La flore

C’est ici au Refuge du Grenairon que la flore rencontrée hier en fin de journée parmi les éboulis calcaires, marque sa limite en passant dans l’étage subalpin. Peu après le Refuge dans ces pentes orientées au nord-ouest sur un terrain calcaire, la végétation se fait des plus luxuriantes tout au long de la descente sur le Fer-à-Cheval. C’est après une forte pluie ou une belle rosée matinale que l’on apprécie les surpantalons de pluie afin d’atténuer le très fort “taux d’humidité” sur ce chemin où l’herbe peut parfois nous chatouiller jusqu’à la taille!

Adenostyles alliariae et Petasites albus cachent complètement le sol par endroits. Berce des prés (Heracleum sphondylium) et laser (Laserpitium) sont aussi fort présents ainsi que la laitue des Alpes (Cicerbita alpina). A ces ombellifères ou apiacées, s’ajoute la somptueuse grande astrance (Astrantia major) qui envahit littéralement les bas-côtés du chemin pour le grand plaisir de nos yeux.
Sur ces pentes, la nature du terrain est influencée par un long enneigement et par une quantité de précipitations relativement élevée.

L’aulne vert (Alnus viridis) colonise les couloirs comme celui du Nant Sec ou les endroits défrichés par l’homme ou déboisés par les avalanches. On l’appelle aussi “vernes” et c’est une espèce pionnière qui s’installe facilement dans des terrains souvent délaissés par d’autres espèces.

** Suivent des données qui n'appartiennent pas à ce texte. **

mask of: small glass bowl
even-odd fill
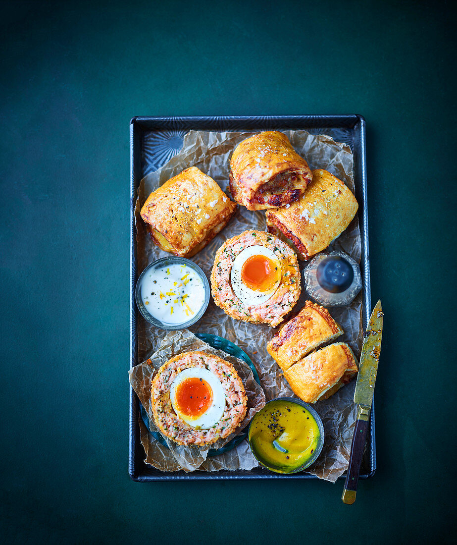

Elle fixe non seulement le sol sur lequel elle pousse, mais le fertilise aussi. En effet, ses racines hébergent un champignon microscopique qui fixe l’azote atmosphérique. Cette fertilisation permet à d’autres plantes de se développer sous sa protection. Les branches qui touchent le sol pliant sous le poid de la neige, s’enracinent facilement et donnent naissance à de nouvelles pousses. Un peuplement très dense de grandes plantes herbacées, le plus souvent aux larges feuilles, s’appelle une mégaphorbiée (mega signifiant grand et phorbe feuille).

Vers la Joux de Passy et le Pralet, la forêt d’épicéas traversée auparavant laisse la place à des prairies d’herbe vouées à la pâture durant l’été et à la pratique du ski en hiver. Après Verduize situé à 1346 mètres, on pénètre à nouveau dans la forêt d’épicéas (Picea abies). 

Cet arbre que l’on appelle souvent sapin ne doit pas être confondu avec le vrai sapin blanc qui, lui aussi, apprécie ces endroits plus ou moins humides que l’on trouve dans le Bas-Valais ou le Chablais à l’ubac. L’épicéa est de couleur plus sombre et de silhouette élancée qui finit généralement en flèche alors que le sapin blanc est plutôt clair et ses branches partent plus horizontalement du tronc de l’arbre. 

Le tronc a une écorce de couleur grise et assez lisse. Les aiguilles sont disposées en deux rangs le long des rameaux et sont de couleur blanchâtre sur la face inférieure. Il est plus résistant que l’épicéa aux chutes de pierres et aux maladies.
Après une brève montée en direction de Commune, on arrive sur les pâturages de la Montagne de Commune. 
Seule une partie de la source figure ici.